(Reuters) – The United States is considering extending Chevron Corp’s (N:) waiver to operate in Venezuela with more limitations by granting the company a 90-day sanctions reprieve, Bloomberg reported late on Friday, citing people familiar with the matter.
The company’s future in Venezuela now depends on U.S. President Donald Trump, who must decide by Oct. 25 whether to renew a waiver allowing Chevron to keep operating in Venezuela despite U.S. sanctions on the country and its state oil company PDVSA, part of Washington’s campaign to oust socialist President Nicolas Maduro.
The U.S. Treasury Department aims to further limit Venezuela’s crude production and is concerned that Chevron’s joint venture projects in Venezuela are providing financing to help Maduro’s government pay back its debt to Russian oil company Rosneft PJSC, Bloomberg reported. This could encourage more loans in the future.
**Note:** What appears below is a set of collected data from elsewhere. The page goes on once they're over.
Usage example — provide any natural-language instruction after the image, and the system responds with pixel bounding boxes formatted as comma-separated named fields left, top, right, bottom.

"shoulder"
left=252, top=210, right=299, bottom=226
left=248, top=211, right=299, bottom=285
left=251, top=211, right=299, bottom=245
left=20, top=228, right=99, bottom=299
The report added, however, that the United States also has a desire to maintain a presence in Venezuela’s oil industry in case of a political transition.
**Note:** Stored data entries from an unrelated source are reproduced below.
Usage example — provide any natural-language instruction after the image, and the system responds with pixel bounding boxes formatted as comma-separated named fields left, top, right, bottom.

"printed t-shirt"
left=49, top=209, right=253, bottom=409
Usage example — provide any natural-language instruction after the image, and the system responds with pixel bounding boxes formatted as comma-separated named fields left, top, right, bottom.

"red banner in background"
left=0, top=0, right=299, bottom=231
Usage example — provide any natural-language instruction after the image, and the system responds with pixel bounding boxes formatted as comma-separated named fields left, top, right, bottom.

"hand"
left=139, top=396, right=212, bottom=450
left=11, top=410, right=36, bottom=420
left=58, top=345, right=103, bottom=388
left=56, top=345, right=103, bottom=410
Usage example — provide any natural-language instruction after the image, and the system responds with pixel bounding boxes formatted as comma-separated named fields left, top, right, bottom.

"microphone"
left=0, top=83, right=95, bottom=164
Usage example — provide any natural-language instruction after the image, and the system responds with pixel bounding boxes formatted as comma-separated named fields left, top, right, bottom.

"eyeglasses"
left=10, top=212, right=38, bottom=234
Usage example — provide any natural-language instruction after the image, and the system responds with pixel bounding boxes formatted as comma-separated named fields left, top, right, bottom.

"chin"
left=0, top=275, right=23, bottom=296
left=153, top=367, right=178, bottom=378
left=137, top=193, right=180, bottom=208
Chevron has been present in Venezuela for nearly 100 years. It opened its Caracas office in 1923, and first struck oil at the Boscan field in 1946.
The Trump administration has several times imposed sanctions on Venezuela and sought to limit PDVSA’s transactions to largely cut off Maduro’s access to oil revenues, which account for most of the South American country’s hard currency income.
Chevron and the Treasury Department did not immediately respond to a Reuters request for comment late on Friday.